NASA’s astronomical picture today is a stunning compilation of images that trace the reddish retrograde motion of Mars.
Of all the planets in the solar system, Mars has fascinated astronomers the most. Even before space missions reached the surface of Mars, many believed that there might be extraterrestrial life on Mars. Today, NASA’s Perseverance rovers, Curiosity rovers, Mars Reconnaissance Orbiter, and Ingenuity helicopters explore Earth for water and signs of ancient life. NASA’s Astrophotography Today also focuses on the Red Planet, highlighting its fascinating motion. NASA Astronomy Today’s Image is a composite image that tracks the retrograde motion of Mars. Interestingly, astronomers see the Red Planet form her Z shape in space every two years as it flies through space. This is interesting. That’s because Mars has to rotate backwards to produce her Z-shape, a property that orbiting planets can’t do. So how is this phenomenon possible? This is also explained by NASA.
This composite image was taken by his Tunc Tezel, an amateur astronomer and night sky photographer working on The World At Night (TWAN) project.
NASA explains strange behavior on Mars
NASA said of the phenomenon, “This series is a collection of images taken approximately one week apart from mid-August 2022 to late March 2023 that track the reddish retrograde motion of Mars.
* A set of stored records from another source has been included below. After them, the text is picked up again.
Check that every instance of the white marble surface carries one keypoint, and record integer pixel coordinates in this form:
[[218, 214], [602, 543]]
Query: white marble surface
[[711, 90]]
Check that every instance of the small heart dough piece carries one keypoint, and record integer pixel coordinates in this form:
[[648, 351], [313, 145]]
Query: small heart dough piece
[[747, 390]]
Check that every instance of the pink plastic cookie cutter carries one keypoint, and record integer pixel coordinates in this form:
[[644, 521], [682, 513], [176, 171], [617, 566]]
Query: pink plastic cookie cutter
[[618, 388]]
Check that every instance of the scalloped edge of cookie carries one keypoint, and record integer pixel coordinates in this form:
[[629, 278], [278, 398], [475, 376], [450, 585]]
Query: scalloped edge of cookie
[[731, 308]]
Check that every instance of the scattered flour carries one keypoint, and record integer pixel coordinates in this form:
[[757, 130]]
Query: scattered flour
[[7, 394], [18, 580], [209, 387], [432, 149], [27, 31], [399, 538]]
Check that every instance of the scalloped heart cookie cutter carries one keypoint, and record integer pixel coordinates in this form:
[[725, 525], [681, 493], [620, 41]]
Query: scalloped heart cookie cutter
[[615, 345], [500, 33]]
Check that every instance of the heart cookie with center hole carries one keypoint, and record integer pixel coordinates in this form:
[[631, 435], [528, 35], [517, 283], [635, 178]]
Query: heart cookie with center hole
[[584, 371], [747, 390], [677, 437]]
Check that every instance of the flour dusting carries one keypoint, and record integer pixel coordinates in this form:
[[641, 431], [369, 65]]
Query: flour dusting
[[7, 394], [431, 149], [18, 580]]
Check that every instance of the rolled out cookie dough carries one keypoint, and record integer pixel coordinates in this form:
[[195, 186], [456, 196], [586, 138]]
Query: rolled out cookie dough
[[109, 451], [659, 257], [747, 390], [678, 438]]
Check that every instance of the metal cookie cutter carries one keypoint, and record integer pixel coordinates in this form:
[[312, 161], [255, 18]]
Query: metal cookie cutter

Mars moves from the lower right to the upper left through the constellation of Taurus in the night sky of planet Earth, past the Pleiades and Hyades star clusters, but about every two years Mars orbits It does not reverse the direction of to describe the Z shape, instead the apparent backward or backward motion relative to the background stars reflects the orbital motion of the Earth itself. Retrograde motion can be seen whenever the Earth orbits past a planet farther from the Sun, causing the Earth to move faster in relatively close orbits. High in the Northern Hemisphere sky above the Sun, the Red Planet was closest and brightest near the center of the image on December 8.
It also described the capture of comet ZTF (C/2022 E3), a recent popular visitor to the solar system interior, on February 10 and 16.